RFR: 8337111: Bad HTML checker for generated documentation

Hannes Wallnöfer hannesw at openjdk.org
Thu Nov 14 12:10:22 UTC 2024


On Mon, 4 Nov 2024 15:43:40 GMT, Nizar Benalla <nbenalla at openjdk.org> wrote:

> Doccheck's human-generated reports are great at previewing a "chessboard" of results. Giving reader a quick glimpse at the quality/health of the documentation. But these tests needed to be automated and they didn't easily translate to something that can be integrated into a CI.
> 
> This PR includes an HTML and internal link test on `api/java.base` and a BadChars and Doctype test on the entire generated documentation bundle.
> 
> Here is an example of the output after running all tests on `api/java.base`
> 
> Note: There is an active PR to fix the broken anchors left in `java.base` so this is not a blocker.
> 
> 
> 
> STDOUT:
> STDERR:
> test: test
> Tidy found errors in the generated HTML
> /Users/nizarbenalla/Work/jdk-repos/jdk1/build/macosx-aarch64/images/docs/api/java.base/java/lang/Class.html:323:87: Warning: <a> anchor "nest" already defined
> Tidy output end.
> 
> 
> api/java.base/java/util/concurrent/StructuredTaskScope.ShutdownOnFailure.html:245: id not found: api/java.base/java/util/concurrent/StructuredTaskScope.ShutdownOnFailure.html#TreeStructure
> api/java.base/java/util/concurrent/StructuredTaskScope.ShutdownOnSuccess.html:242: id not found: api/java.base/java/util/concurrent/StructuredTaskScope.ShutdownOnSuccess.html#TreeStructure
> api/java.base/java/lang/Class.html:323: name already declared: nest
> api/java.base/java/lang/Module.html:291: id not found: api/java.base/java/lang/foreign/package-summary.html#restricted
> api/java.base/java/lang/Module.html:434: id not found: api/java.base/java/lang/foreign/package-summary.html#restricted
> api/java.base/java/lang/foreign/MemorySegment.html:725: id not found: api/java.base/java/lang/foreign/package-summary.html#restricted
> 
> Link Checker Report
> Checked 3446 files.
> Found 445059 references to 48205 anchors in 5770 files and 64 other URIs.
>      1 duplicate ids
>      3 missing ids
> 
> Hosts
>     20 docs.oracle.com
>      1 tools.ietf.org
>      1 www.ietf.org
>      1 jcp.org
>      4 www.rfc-editor.org
>      7 unicode.org
>     10 www.unicode.org
>     20 www.w3.org
> Exception running test test: java.lang.Exception: One or more HTML checkers failed: [java.lang.RuntimeException: Tidy found errors in the generated HTML, java.lang.RuntimeException: LinkChecker encountered errors. Duplicate IDs: 1, Missing IDs: 3, Missing Files: 0, Bad Schemes: 0]
> java.lang.Exception: One or more HTML checkers failed: [java.lang.RuntimeException: Tidy found errors in the generated HTML, java.lang.RuntimeException: LinkChecker encountered errors. Duplicate IDs: 1, Missing IDs: 3, Mi...

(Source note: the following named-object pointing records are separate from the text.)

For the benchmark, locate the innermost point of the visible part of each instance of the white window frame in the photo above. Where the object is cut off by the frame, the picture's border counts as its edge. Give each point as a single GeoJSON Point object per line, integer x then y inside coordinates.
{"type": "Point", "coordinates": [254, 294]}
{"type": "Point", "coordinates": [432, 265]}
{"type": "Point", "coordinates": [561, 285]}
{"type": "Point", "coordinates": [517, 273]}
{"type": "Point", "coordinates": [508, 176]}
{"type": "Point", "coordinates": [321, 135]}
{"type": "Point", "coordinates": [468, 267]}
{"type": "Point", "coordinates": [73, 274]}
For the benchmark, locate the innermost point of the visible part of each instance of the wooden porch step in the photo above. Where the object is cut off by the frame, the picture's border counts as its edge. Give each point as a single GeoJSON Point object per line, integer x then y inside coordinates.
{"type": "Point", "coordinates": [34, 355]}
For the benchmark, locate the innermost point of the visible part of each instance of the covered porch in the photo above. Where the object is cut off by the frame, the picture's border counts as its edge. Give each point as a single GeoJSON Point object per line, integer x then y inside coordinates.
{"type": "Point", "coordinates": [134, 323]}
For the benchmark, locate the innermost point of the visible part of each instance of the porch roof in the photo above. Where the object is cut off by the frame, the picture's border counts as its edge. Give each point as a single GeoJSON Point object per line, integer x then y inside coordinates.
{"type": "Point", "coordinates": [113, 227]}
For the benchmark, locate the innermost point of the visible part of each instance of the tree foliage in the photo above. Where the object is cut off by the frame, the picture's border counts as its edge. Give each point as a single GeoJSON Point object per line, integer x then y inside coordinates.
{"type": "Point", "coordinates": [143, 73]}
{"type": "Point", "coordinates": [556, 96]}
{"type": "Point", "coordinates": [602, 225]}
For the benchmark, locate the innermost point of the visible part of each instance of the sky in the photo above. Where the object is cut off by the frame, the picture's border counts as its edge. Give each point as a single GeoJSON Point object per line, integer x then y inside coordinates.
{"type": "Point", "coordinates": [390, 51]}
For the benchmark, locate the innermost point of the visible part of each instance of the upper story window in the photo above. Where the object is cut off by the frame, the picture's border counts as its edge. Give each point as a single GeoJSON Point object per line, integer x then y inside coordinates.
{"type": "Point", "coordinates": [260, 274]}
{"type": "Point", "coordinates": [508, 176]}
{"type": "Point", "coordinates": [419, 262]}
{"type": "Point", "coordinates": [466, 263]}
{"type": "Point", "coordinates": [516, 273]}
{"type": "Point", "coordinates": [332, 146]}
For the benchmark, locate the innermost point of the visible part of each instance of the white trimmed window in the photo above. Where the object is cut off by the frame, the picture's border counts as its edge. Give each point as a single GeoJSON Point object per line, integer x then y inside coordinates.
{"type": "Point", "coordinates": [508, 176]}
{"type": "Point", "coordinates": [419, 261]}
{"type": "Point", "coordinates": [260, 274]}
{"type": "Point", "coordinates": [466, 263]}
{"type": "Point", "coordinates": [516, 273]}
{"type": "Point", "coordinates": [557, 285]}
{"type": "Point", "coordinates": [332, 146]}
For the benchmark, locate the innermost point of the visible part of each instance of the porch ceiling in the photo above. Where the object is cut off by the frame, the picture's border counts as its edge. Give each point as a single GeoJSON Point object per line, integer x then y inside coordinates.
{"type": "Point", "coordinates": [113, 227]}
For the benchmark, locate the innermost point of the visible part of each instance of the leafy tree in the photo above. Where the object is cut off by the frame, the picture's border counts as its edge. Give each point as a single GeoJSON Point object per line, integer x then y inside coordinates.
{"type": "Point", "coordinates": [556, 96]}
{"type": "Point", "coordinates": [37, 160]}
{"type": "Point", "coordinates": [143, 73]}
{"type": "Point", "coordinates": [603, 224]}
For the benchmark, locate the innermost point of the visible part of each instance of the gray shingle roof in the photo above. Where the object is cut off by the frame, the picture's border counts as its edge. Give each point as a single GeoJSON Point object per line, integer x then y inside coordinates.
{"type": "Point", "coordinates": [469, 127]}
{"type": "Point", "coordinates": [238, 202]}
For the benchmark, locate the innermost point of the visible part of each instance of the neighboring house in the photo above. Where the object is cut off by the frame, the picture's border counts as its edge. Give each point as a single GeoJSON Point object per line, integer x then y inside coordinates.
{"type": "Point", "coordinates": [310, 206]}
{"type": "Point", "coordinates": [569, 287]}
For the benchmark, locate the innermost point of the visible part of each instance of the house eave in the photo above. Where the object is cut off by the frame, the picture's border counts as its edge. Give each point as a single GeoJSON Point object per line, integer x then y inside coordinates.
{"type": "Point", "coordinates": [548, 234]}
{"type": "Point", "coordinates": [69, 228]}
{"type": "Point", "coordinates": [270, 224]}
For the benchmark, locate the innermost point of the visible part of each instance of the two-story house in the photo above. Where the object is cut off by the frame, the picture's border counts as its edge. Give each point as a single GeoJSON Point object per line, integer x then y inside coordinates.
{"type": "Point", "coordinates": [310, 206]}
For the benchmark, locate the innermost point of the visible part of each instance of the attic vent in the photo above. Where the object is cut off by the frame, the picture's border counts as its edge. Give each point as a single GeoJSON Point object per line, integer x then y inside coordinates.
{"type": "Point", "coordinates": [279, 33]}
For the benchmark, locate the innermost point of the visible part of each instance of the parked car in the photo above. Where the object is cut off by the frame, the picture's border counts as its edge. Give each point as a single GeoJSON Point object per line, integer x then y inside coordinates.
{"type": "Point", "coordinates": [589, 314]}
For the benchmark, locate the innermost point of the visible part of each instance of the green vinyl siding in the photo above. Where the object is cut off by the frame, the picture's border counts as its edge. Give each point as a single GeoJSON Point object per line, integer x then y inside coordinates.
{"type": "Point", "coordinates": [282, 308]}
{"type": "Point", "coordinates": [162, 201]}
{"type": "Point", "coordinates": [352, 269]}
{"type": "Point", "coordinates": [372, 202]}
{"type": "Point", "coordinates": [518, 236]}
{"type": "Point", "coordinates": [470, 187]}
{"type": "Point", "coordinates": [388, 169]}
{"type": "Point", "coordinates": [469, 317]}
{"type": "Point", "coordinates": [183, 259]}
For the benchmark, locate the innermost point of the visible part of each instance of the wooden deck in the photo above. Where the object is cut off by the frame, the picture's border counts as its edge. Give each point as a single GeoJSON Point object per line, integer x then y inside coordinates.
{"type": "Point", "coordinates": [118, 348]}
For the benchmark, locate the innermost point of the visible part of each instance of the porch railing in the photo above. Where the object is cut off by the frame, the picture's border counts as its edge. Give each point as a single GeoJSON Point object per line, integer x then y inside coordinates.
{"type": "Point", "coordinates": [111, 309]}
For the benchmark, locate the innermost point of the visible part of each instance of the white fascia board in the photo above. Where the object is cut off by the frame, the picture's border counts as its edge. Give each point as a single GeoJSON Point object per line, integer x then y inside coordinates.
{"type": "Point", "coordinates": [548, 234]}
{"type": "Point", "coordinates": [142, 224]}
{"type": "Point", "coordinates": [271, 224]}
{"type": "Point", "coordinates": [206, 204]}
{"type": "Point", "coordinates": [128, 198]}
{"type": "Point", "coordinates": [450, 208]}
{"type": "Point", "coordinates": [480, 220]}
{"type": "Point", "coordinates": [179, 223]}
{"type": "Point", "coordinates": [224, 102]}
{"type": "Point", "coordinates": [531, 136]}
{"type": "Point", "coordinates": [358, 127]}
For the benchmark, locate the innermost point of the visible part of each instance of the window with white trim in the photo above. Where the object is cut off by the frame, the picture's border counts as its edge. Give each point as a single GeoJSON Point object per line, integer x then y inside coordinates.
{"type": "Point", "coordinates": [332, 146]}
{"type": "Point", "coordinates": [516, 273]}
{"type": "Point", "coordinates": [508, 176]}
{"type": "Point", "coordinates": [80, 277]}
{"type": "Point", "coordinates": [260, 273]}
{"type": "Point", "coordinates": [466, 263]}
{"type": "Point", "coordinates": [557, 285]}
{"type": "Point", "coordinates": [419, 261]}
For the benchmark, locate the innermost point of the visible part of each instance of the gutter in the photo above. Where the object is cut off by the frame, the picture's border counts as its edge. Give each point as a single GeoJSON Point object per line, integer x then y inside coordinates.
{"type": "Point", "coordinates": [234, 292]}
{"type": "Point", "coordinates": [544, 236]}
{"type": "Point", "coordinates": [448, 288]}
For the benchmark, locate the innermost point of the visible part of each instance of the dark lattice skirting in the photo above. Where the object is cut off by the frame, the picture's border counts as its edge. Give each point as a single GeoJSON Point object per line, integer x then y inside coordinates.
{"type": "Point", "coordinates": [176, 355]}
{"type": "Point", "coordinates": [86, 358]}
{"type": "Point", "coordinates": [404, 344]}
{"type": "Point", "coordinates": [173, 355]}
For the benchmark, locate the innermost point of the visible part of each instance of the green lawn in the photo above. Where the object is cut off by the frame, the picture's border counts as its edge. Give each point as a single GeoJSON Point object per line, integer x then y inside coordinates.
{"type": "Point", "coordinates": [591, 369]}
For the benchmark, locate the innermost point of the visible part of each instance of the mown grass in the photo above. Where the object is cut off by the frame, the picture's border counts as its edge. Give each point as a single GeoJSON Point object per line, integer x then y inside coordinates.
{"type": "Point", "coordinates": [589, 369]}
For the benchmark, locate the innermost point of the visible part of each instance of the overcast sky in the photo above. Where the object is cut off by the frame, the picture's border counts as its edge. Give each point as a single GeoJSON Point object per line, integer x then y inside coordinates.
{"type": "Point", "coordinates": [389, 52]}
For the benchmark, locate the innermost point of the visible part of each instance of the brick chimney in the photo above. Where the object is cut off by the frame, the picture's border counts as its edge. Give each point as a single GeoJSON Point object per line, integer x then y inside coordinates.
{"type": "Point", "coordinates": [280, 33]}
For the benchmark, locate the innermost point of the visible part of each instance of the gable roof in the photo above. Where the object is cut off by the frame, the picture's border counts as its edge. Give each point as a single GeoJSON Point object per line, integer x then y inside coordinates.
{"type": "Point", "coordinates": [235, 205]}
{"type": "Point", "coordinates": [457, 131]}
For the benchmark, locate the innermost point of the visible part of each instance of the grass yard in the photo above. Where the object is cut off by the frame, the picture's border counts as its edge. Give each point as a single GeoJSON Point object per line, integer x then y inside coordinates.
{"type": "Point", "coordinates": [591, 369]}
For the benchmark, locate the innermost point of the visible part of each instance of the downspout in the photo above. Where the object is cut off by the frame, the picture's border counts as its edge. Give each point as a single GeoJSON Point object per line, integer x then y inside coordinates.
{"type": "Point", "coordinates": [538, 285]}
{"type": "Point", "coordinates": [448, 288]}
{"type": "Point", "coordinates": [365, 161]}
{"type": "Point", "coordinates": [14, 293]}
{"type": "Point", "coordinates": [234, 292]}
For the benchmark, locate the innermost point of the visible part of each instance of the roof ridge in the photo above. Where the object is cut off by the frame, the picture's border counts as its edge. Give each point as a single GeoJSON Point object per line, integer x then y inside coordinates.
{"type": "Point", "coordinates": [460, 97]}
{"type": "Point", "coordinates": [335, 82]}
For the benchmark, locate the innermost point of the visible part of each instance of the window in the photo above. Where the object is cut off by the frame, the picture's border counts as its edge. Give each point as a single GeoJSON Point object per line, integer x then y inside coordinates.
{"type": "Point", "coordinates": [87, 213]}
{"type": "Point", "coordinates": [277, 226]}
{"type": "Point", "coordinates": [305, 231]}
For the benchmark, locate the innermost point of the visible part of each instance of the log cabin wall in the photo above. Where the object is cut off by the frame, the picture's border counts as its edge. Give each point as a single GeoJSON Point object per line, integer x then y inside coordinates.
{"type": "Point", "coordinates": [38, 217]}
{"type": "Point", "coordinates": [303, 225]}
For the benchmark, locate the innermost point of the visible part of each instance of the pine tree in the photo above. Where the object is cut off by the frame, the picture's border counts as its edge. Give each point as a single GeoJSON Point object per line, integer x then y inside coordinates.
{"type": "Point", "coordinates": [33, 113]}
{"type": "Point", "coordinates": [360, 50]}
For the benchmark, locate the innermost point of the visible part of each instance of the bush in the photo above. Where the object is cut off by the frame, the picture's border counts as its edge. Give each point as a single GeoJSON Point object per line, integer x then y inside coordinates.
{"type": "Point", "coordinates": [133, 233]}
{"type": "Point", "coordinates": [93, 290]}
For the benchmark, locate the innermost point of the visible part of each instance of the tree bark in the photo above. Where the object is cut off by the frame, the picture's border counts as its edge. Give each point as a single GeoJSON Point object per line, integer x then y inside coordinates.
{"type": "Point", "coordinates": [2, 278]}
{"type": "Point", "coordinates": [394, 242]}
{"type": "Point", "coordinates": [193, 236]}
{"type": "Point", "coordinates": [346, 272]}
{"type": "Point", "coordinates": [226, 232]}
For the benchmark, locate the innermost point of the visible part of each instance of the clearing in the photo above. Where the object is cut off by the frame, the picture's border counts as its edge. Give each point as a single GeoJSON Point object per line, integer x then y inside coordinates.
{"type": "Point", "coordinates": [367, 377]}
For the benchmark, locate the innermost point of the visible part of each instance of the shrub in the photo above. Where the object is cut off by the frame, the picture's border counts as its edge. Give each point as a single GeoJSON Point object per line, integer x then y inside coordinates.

I'm not quite done reviewing this, but here's a first batch of comments. By and large I like what I see, the comments are mostly about details.

test/docs/jdk/javadoc/doccheck/DocCheck.java line 104:

> 102:         if (!checks.isEmpty()) {
> 103:             if (checks.contains(",")) {
> 104:                 EXCLUDE_LIST.addAll(Arrays.asList(checks.split(",")));

It looks like the content of `EXCLUDE_LIST` is never used.

test/docs/jdk/javadoc/doccheck/DocCheck.java line 115:

> 113:             badchars = true;
> 114:             doctype = true;
> 115:         }else {

Missing space before `else` above, and in several places after `if` in the lines below.

test/docs/jdk/javadoc/doccheck/doccheckutils/HtmlChecker.java line 32:

> 30:  * <p>
> 31:  * For details on HTML syntax and the terms used in this API, see
> 32:  * W3C <a href="https://www.w3.org/TR/html5/syntax.html#syntax">The HTML syntax</a>.

This URL redirects to https://html.spec.whatwg.org/multipage/syntax.html#syntax. Should we use that URL instead?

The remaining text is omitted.